Establishment of consensus-based priority criteria for corneal transplantation and triage and strict adherence to the same by all the eye banks are necessary to minimize potential misuse of corneas. With the relatively higher rate of anatomical and functional success of lamellar corneal procedures, the surgical indications have become softer and broader, and the sophisticated skills needed to perform such surgeries, and the investment in instrumentation have brought in an unavoidable commercial angle. Transplant tourism is a reality, with international patients seeking care at affordable health-care systems in India. Use of optical grade cornea for therapeutic and tectonic purposes is rampant. Ideally, priority stratification is for children <6 years, children 6–12 years with bilateral visual impairment, adults with bilateral visual impairment, children 6–12 years with unilateral visual impairment, and adults with unilateral visual impairment in that order. Once the availability of corneas improves, it may be useful to identify surgeries for nonpriority indications and international patients and bring them into the system rather than letting them be in the gray zone. A premium tissue processing fee for nonpriority indications and for international patients and for precut tissue for lamellar procedures may provide resources to the eye banks to help make them self-sufficient.

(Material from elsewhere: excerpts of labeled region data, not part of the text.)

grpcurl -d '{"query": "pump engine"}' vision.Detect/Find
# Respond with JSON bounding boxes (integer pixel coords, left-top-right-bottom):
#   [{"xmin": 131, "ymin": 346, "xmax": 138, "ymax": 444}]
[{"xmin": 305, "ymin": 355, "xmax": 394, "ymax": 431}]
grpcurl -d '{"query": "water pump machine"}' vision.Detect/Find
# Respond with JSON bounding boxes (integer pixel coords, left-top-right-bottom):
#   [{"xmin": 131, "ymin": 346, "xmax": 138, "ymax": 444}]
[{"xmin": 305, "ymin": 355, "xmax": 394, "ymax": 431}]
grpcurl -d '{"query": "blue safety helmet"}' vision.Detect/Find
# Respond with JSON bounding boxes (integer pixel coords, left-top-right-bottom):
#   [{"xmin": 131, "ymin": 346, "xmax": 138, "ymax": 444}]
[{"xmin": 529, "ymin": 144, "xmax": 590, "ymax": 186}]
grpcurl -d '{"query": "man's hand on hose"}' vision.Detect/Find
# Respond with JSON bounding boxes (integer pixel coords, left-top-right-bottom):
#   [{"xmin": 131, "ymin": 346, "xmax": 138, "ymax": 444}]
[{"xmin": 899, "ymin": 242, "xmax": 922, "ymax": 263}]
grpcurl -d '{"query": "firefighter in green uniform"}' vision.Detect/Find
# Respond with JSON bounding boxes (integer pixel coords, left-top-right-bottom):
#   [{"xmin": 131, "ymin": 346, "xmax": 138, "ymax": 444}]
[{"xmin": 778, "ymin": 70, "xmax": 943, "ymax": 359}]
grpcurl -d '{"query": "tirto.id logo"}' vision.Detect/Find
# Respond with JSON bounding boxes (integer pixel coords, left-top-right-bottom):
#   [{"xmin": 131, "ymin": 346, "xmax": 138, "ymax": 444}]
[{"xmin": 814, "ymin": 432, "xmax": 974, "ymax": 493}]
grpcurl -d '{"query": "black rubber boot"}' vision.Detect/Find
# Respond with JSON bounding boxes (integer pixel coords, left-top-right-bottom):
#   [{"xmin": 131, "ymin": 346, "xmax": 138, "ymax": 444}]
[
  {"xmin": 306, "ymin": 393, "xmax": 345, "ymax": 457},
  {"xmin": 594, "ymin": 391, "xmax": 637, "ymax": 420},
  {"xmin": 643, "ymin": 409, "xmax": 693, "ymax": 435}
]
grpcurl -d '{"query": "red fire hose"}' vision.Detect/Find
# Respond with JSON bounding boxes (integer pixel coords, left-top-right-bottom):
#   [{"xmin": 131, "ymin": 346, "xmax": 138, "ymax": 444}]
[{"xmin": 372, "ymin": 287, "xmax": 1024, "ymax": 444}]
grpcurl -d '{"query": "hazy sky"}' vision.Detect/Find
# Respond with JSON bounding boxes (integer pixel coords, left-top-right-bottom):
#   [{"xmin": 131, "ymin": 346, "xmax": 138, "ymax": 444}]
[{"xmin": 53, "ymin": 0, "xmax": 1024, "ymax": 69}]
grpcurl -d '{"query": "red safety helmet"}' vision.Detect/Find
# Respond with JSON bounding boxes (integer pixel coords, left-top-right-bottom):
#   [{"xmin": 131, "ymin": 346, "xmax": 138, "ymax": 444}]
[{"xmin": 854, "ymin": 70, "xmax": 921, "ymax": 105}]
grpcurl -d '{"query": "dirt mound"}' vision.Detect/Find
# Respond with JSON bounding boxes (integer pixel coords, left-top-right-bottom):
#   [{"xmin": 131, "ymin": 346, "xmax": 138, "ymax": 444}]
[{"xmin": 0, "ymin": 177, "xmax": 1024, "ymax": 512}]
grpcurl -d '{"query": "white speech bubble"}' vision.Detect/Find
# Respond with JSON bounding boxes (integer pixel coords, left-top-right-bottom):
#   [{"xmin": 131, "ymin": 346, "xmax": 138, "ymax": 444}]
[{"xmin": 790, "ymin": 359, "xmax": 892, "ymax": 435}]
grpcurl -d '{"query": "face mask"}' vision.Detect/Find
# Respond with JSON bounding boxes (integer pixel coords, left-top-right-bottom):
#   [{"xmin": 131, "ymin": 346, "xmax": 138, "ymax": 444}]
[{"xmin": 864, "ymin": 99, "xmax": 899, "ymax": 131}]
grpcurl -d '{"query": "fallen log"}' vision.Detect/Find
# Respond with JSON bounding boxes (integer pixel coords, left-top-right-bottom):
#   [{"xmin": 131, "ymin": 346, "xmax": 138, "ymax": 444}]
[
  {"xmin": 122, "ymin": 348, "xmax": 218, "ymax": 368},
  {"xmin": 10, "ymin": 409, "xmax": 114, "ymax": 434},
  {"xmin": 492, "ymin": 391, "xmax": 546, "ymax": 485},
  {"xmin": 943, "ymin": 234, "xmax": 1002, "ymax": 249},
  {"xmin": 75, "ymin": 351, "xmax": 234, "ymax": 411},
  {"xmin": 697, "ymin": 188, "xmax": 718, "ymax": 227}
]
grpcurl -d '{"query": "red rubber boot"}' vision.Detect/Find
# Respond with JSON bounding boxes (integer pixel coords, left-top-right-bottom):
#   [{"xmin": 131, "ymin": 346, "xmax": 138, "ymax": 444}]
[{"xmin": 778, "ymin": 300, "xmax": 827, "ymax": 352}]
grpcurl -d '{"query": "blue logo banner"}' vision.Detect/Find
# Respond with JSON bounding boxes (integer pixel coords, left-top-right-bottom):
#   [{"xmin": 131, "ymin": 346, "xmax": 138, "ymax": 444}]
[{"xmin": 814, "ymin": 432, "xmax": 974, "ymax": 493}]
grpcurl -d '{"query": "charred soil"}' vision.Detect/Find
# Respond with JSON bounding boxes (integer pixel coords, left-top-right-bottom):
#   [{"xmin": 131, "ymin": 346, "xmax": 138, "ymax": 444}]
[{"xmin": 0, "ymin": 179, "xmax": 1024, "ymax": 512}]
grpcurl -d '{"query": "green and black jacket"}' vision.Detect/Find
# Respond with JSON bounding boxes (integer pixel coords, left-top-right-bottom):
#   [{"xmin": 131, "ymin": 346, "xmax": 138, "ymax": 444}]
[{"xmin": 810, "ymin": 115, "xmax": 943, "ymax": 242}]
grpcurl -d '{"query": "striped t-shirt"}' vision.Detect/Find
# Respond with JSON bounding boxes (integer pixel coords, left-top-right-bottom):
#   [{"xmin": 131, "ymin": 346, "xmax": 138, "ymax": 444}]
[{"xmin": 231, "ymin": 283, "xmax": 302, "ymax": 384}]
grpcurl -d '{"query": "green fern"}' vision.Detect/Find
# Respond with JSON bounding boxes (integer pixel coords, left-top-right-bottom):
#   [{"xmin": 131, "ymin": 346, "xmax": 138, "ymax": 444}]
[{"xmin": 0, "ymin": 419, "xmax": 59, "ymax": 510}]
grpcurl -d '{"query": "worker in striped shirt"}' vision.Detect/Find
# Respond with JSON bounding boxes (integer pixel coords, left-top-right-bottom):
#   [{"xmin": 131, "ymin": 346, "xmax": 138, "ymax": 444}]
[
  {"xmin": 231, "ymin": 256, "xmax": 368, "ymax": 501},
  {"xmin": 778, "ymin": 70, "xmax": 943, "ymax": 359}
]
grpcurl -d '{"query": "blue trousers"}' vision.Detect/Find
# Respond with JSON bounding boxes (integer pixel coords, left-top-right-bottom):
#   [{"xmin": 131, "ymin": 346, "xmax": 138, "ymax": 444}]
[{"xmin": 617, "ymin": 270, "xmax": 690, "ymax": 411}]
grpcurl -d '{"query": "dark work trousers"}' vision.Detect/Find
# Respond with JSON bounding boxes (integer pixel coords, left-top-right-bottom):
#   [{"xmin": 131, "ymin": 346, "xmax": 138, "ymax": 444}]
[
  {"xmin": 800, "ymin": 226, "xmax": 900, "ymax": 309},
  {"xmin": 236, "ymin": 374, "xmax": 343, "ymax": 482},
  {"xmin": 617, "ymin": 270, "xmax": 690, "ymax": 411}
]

Independent and stand-alone eye banks
Hospital-based eye banks which collect cornea exclusively for their internal use cannot be wished away. However, the use of state, national, and nongovernmental resources to build eye banks mainly to sustain internal needs is to be identified and discouraged. Eye banks established with public funding should be independent, standalone, and should primarily meet the needs of the region with a robust mechanism for unbiased distribution of the collected corneas to a common waiting list of potential recipients.

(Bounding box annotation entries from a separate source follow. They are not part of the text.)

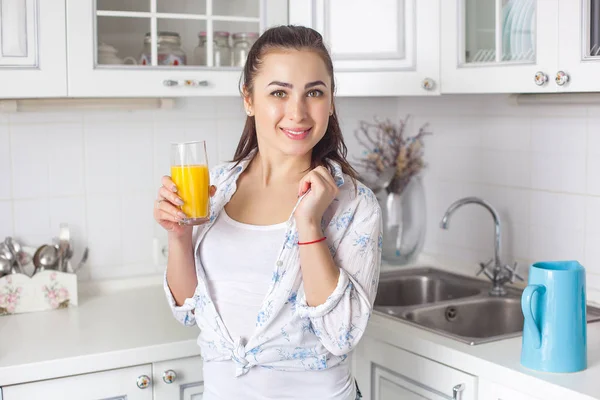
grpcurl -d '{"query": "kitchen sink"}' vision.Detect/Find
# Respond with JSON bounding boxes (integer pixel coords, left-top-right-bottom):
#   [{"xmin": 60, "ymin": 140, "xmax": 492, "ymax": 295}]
[
  {"xmin": 374, "ymin": 267, "xmax": 600, "ymax": 345},
  {"xmin": 375, "ymin": 273, "xmax": 480, "ymax": 306},
  {"xmin": 404, "ymin": 297, "xmax": 523, "ymax": 341}
]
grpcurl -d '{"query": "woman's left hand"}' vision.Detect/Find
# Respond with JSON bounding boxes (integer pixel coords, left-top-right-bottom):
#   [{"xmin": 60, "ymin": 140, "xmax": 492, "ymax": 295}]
[{"xmin": 294, "ymin": 167, "xmax": 339, "ymax": 225}]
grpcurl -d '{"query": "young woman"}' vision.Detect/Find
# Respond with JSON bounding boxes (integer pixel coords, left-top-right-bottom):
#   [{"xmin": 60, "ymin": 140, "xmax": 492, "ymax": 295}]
[{"xmin": 154, "ymin": 26, "xmax": 382, "ymax": 400}]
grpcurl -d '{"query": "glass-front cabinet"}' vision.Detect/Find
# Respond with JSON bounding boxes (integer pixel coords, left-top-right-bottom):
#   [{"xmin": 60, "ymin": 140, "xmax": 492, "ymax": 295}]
[
  {"xmin": 0, "ymin": 0, "xmax": 67, "ymax": 99},
  {"xmin": 67, "ymin": 0, "xmax": 287, "ymax": 97},
  {"xmin": 554, "ymin": 0, "xmax": 600, "ymax": 92},
  {"xmin": 441, "ymin": 0, "xmax": 560, "ymax": 93},
  {"xmin": 289, "ymin": 0, "xmax": 438, "ymax": 96}
]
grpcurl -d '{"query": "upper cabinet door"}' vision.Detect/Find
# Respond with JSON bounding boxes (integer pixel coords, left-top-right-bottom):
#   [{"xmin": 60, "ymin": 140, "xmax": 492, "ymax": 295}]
[
  {"xmin": 553, "ymin": 0, "xmax": 600, "ymax": 92},
  {"xmin": 67, "ymin": 0, "xmax": 287, "ymax": 97},
  {"xmin": 289, "ymin": 0, "xmax": 445, "ymax": 96},
  {"xmin": 0, "ymin": 0, "xmax": 67, "ymax": 98},
  {"xmin": 441, "ymin": 0, "xmax": 560, "ymax": 93}
]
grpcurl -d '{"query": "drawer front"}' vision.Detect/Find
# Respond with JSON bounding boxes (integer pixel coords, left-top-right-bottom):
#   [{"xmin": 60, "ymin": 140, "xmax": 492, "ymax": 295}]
[
  {"xmin": 2, "ymin": 364, "xmax": 152, "ymax": 400},
  {"xmin": 479, "ymin": 379, "xmax": 540, "ymax": 400}
]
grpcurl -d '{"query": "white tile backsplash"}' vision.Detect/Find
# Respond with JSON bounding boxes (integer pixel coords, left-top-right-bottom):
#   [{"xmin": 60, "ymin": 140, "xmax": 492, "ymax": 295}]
[
  {"xmin": 0, "ymin": 123, "xmax": 12, "ymax": 199},
  {"xmin": 47, "ymin": 124, "xmax": 85, "ymax": 196},
  {"xmin": 531, "ymin": 153, "xmax": 586, "ymax": 193},
  {"xmin": 0, "ymin": 200, "xmax": 13, "ymax": 238},
  {"xmin": 0, "ymin": 95, "xmax": 600, "ymax": 290},
  {"xmin": 530, "ymin": 192, "xmax": 586, "ymax": 230},
  {"xmin": 10, "ymin": 124, "xmax": 50, "ymax": 199},
  {"xmin": 531, "ymin": 118, "xmax": 587, "ymax": 156}
]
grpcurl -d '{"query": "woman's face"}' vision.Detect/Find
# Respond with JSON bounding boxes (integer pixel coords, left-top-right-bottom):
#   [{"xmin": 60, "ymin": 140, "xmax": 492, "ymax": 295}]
[{"xmin": 246, "ymin": 50, "xmax": 333, "ymax": 160}]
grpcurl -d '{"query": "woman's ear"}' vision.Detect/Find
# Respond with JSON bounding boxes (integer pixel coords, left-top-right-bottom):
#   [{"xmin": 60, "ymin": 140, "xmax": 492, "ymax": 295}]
[{"xmin": 242, "ymin": 86, "xmax": 254, "ymax": 117}]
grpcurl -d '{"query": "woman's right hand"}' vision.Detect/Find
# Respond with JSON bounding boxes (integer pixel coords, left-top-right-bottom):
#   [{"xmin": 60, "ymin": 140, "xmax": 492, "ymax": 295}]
[{"xmin": 154, "ymin": 176, "xmax": 216, "ymax": 237}]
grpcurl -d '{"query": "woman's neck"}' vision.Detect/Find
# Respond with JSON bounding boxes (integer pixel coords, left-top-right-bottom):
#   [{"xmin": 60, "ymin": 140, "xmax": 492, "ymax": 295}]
[{"xmin": 248, "ymin": 151, "xmax": 311, "ymax": 187}]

| Quality is Paramount – training is the Key|| |
Availability of skilled cornea specialists is a very crucial rate-limiting link to eradicate avoidable corneal blindness in India. We need about 1000 well-trained and certified specialist cornea surgeons each to perform 100 transplants a year , and an infrastructure to train, employ, and sustain this highly skilled manpower. Appropriate case selection, adequate surgical skills, aggressive postoperative care, early identification of rejection, and its appropriate management will help optimize the outcome. Five-year graft survival for primary penetrating keratoplasty in an institutional setting in India is only 46.5% and the rate of postoperative blindness is 41.8%. Skill enhancement of the existing cornea surgeons to incorporate newer lamellar surgical techniques in their practice may help reduce the incidence of suture-related complications and graft rejection/failure and thus achieve better outcome.
| Conclusion|| |
As we observe the National Eye Donation Fortnight from August 25 to September 8, we need to contemplate on the current state of our eye banking system, reset our goals, align ourselves with the Barcelona Principles which EBAI is a signatory to, and aim at establishment of a geographically broad-based, administratively independent, self-sufficient, ethical, and robust National Eye Banking System. It should be supported by the National Cornea Grid, priority-weighted recipient list, mechanisms to ensure fair and equitable distribution, UIN-based Corneal Transplantation Registry, statutory accreditation, and an elaborate training, skill-enhancement and certification program for cornea specialists. These measures, if implemented spiritedly by a proactive and passionate leadership, may not only resolve the problem of treatable corneal blindness in India in the near future but also create a replicable global model for sustainable eye banking in developing countries.